The cops. ”The police don’t know Sundy Moran was Tommy O’Dell’s daughter?”
Eisen cringed. ”Man, you keep saying that, don’t make it so. Girl’s gonna flash her boobies at some strung-out guy on stage she don’t know from a serial killer, how many other clicks you figure blazed the trail for Tommy’s?”
I kept my temper. ”Aside from coincidence, any possible connection between the killings of Veronica Held and Sundy Moran?”
”Hell, no. I read the paper and see the little piece about the Moran girl, all I can imagine is some high-school friend of the mother thinking, ‘Wait a minute, maybe I can get my fifteen minutes on Montel or Leeza, blow the whistle on who Donna thinks the daddy was.’ But that never happened, so I’m guessing the mother didn’t tell anybody about Tommy.”
”Did Sundy Moran ever know?”
”That Tommy was—might have been—her father? Beats me. She sure never came around to my office with her hand out, anyway.”
I thought back to something Buford Biggs had told me , the day before. ”Even if Sundy had shown up on your doorstep, though, Tommy O’Dell really didn’t have any ; estate to leave her, right?”
”Right,” a little too quickly.
”And that’s because all his composer royalties—”
”Lyricist royalties, actually.”
”All his royalties from Spiral’s music devolved under his will to you.”

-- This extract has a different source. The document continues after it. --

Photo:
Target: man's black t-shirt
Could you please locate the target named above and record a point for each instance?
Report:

Eisen swung back around, facing the street again. ”That was the deal we had. My original venture capital, their unrealized potential.”
”Which got ‘realized.’”
”Yeah, but only because of me.” Eisen began flaring. ”What those fuckheads had before I took them on was pie-in-the sky, over-the-rainbow royalties.”
Then he hung his head. ”You see this little strip?”

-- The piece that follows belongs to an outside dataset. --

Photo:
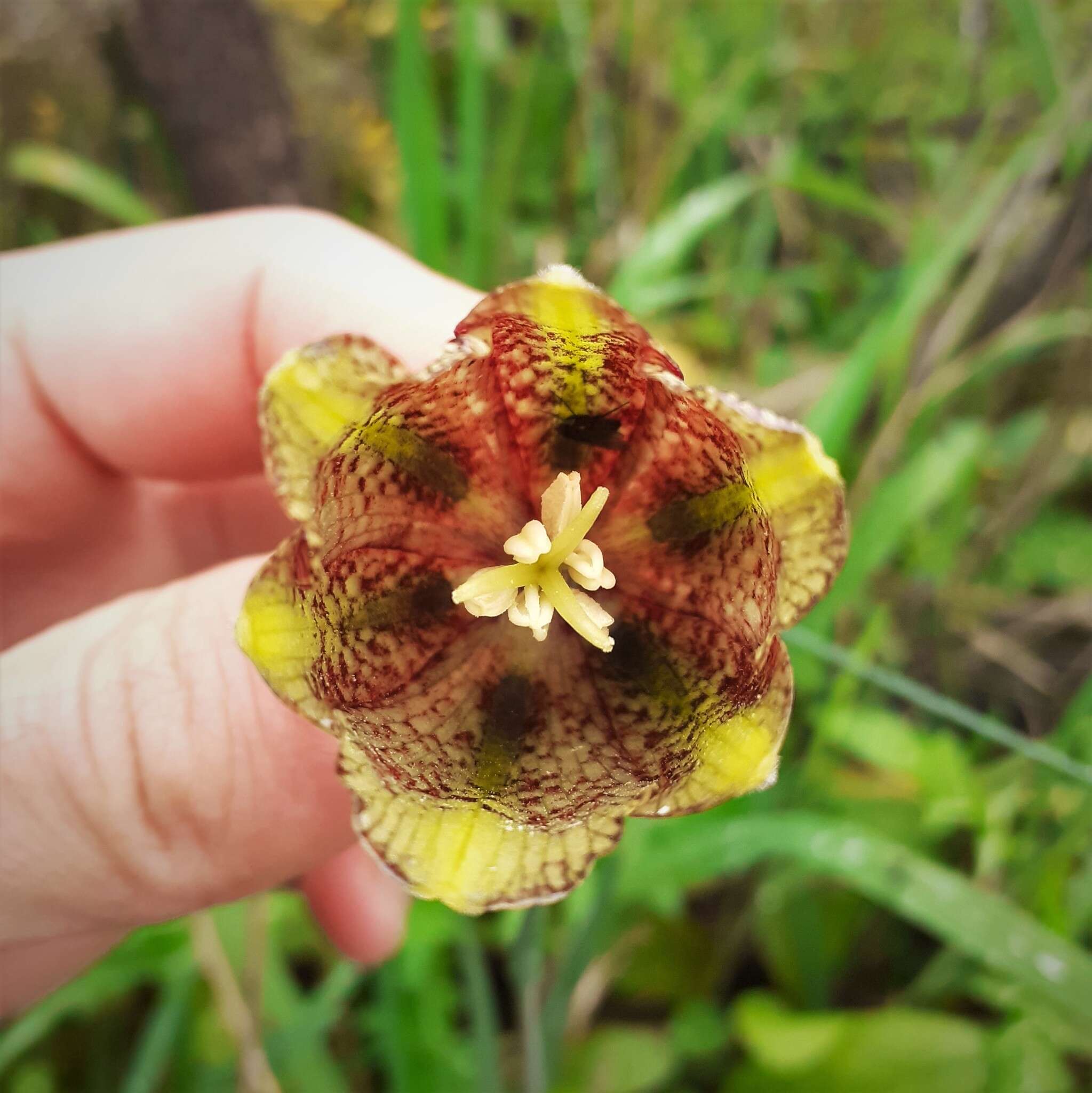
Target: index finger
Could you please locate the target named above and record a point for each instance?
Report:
(142, 351)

I swung my legs around to the sidewalk. Eisen was studying a snaking tube embedded in the wave wall. Something within or behind the tube made it glow pink, then blue, then green, then —
”It’s a nice touch,” he said. ”You drive north on A1A here at night, you can watch the little strips in the wall change color as you go by. I don’t know how the city does it, but it’s a nice trick.”
Mitch Eisen looked up at me now, his eager eyes seeming to belong more in a child’s face. ”Like you’re really getting near the end of the rainbow, even.”
SEVENTEEN
A guard—named Lenny this time—said, ”Ms. Dujong doesn’t answer, sir.”

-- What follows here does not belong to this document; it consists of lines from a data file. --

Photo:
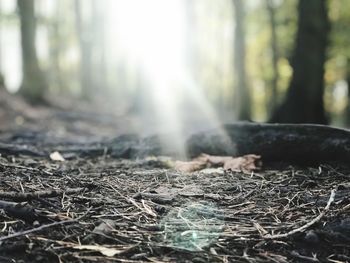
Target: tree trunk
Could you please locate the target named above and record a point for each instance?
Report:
(2, 81)
(85, 48)
(304, 99)
(242, 97)
(33, 83)
(274, 57)
(347, 110)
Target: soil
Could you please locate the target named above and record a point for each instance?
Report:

Through the Cavalier’s open window, I looked up at him in the sentry box of the tennis club. Fiftyish, solid. ”No answer at all, or just her telephone tape?”
He thought about it, maybe whether or not he should tell me. ”Her machine.”
Same as I’d drawn when I tried to call her. ”How about Cornel Radescu?”
Lenny said, ”I know for a fact he’s playing a featured match on Court One right now.”
”Can you interrupt him?”
”No, sir.”
”Okay. Let’s go with Cassandra Helides.”
Lenny picked up the phone again. After a minute, he said, ”Sorry, no answer period.”
I was beginning to feel a little stupid. ”And there’s no way you can let me in without somebody vouching for me?”
”Correct, sir.”
”But I came in yesterday when Clinton was on duty.”
”Someone has to authorize a visitor for each day, and your name’s not in my book for this shift.”
I didn’t want to call Duy Tranh. ”Could you try Don Floyd?”
Lenny perked up. ”Mr. Floyd? Of course.”
A few seconds after he punched in a number, I could see Lenny’s lips moving against the receiver before he nodded and hung up.